What is a Dual IP Stack?
Dual-stack is one of the most widely adopted techniques for IPv6 migration. It helps to establish communication between your IPv6 network and the native IPv4 hosts and applications. A dual-stack node has support for both protocol versions and is referred to as an IPv6/IPv4 node. IPv6/IPv4 nodes may have a ‘configuration switch’ to enable or disable one of the stacks, which means they can have three modes of operation:
- IPv4 only - IPv4 stack enabled and IPv6 stack disabled
- IPv6 only - IPv6 stack enabled and IPv4 stack disabled
- Both IPv4 and IPv6 stacks enabled
Dual Stack Transition Mechanism
Dual Stack Transition Mechanism (DSTM) is a transition mechanism based on the usage of IPv4-over-IPv6 tunnels to facilitate interoperability between newly deployed IPv6 networks and existing IPv4 networks. DSTM is best-suited for IPv6 dominant environments where hosts still need to exchange information with legacy IPv4 hosts or applications.
- Transparent to the network and to the application
- Legacy IPv4 applications can be run over IPv6-only networks without modification
- IPv4 addresses are dynamically allocated as needed and then reclaimed
- Based on standard protocols
How does DSTM work?
The DSTM architecture consists of three major parts.

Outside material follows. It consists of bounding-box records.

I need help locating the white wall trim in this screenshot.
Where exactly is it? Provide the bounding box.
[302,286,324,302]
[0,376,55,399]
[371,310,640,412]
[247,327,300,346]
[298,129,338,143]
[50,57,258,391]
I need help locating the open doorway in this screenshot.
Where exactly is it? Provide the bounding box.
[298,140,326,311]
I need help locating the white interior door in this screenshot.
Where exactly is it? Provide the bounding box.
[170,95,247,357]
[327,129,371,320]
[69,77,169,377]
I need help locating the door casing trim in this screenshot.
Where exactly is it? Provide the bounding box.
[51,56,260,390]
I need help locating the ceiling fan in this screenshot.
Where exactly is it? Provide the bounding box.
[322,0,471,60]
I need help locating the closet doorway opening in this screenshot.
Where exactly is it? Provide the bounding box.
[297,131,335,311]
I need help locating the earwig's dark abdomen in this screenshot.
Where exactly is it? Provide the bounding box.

- DSTM Client - dual-stack node running the DSTM client software which requests the IPv4 address from the DSTM server; allows host on the IPv6 network to communicate with IPv4 applications or hosts.

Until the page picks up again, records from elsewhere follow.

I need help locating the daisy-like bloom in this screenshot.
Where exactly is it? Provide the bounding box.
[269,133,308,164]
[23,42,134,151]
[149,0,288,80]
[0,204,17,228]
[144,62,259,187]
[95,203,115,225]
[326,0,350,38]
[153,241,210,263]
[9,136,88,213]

- DSTM Server - a dual-stack node running the DSTM server software which provides IPv4 address allocation along with the IPv6 address of the DSTM Gateway / TEP.
- DSTM Gateway or Tunnel End Point (TEP) - performs the encapsulation and decapsulation of tunneled packets.

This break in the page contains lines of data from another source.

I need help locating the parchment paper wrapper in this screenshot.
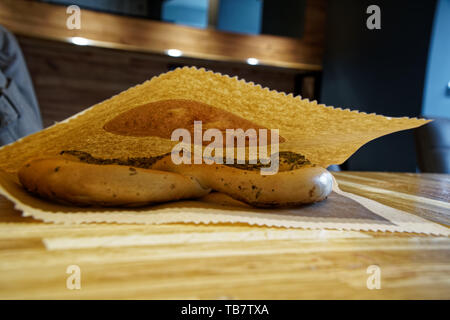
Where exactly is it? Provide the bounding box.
[0,68,449,235]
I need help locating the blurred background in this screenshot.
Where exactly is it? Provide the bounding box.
[0,0,450,173]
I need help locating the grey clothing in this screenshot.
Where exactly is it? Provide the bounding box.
[0,26,42,146]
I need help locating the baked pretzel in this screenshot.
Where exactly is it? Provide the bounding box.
[18,150,332,207]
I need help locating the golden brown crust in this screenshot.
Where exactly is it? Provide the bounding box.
[103,99,284,145]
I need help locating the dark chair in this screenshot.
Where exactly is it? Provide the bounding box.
[415,118,450,173]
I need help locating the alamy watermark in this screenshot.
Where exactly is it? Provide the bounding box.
[366,4,381,30]
[171,121,280,175]
[66,264,81,290]
[66,5,81,30]
[366,264,381,290]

When a host in the IPv6-only domain needs to communicate in IPv4, it queries the DSTM server for a temporary IPv4 address. The DSTM server provides a temporary IPv4 address for the host from the address pool, including its validity time, along with the IPv6 TEP address. Following this, the host (DSTM client) builds its IPv4 packet with the allocated address information and forwards to the TEP. The TEP then decapsulates the packet and forwards it to the destination. All the IPv4 packets coming from the client are tunneled to the TEP to perform encapsulation and decapsulation of the IPv4 packets. The TEP stores the mappings between the IPv4 and IPv6 addresses.
It's crucial that network administrators fully understand the different approaches to IPv6 to know which one is right for their network. The Dual Stack Transition Mechanism (DSTM) can be an ideal approach for early adopters of IPv6 with an IPv6 dominant environment that still need to communicate with legacy IPv4 nodes.
Regardless of the migration strategy chosen, the most important aspect is planning ahead. Migration to IPv6 doesn’t have to be complex as long as you understand your requirements and have a well-thought-out plan. Even better, you don’t have to go it alone. Equipping yourself with the right IP address management tool can help ensure a smooth transition and provide easy ongoing management of your dual-stack network.